It looks like we’re all trying to be insight sellers now – or are we?
In his book Duct Tape Selling John Jantsch says that you should help define the problems your prospects don’t know they have. He suggests we should assume some of the issues a prospect might have and we should know more about the prospect’s business than they do. However, I feel this may be stretching credibility too far.
Insight selling correctly emphasises the importance of measuring performance. However, there don’t appear to be many statistics measuring the difference between companies now using insight selling, compared to whatever method those companies previously used.
Linda Richardson in her book Changing the Sales Conversation, says that client insight refers to the data gathered about clients to predict their future needs.
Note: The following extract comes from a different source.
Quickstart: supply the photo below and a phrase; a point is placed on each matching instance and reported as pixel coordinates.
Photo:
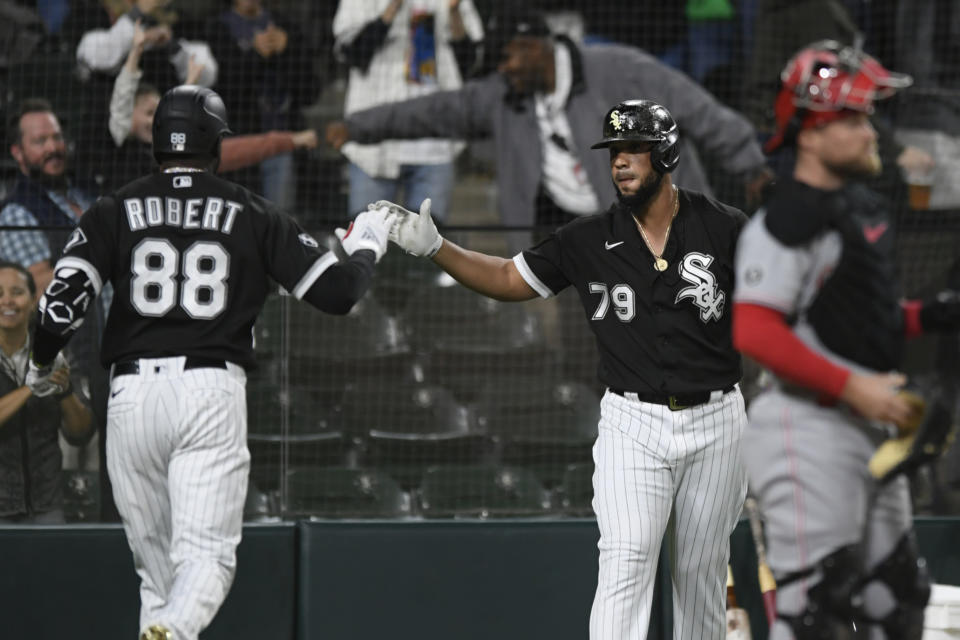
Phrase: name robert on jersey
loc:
(215, 214)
She goes on to say that when you share this insight, you can challenge a client’s thinking and make them aware of the risks & problems they may have missed or undervalued.
Only large companies can really afford to employ full time personnel to mine data to this degree. Alternatively they can afford to outsource this function. However, most SMEs would be stretched to manage this. Beyond checking out a B2B prospect on their website, Google, LinkedIn and Companies House, most SMEs would have to settle for well-trained salespeople with imagination – at best.
I know solution selling is being replaced by insight selling in many larger companies. Indeed according to McKinsey, 80% of salespeople have discarded solution selling owing to its complex questioning cycle. However, it’s tempting to imagine the next incarnation of the sales process being called clairvoyance selling.
How valid is insight selling for every company with face to face sales professionals?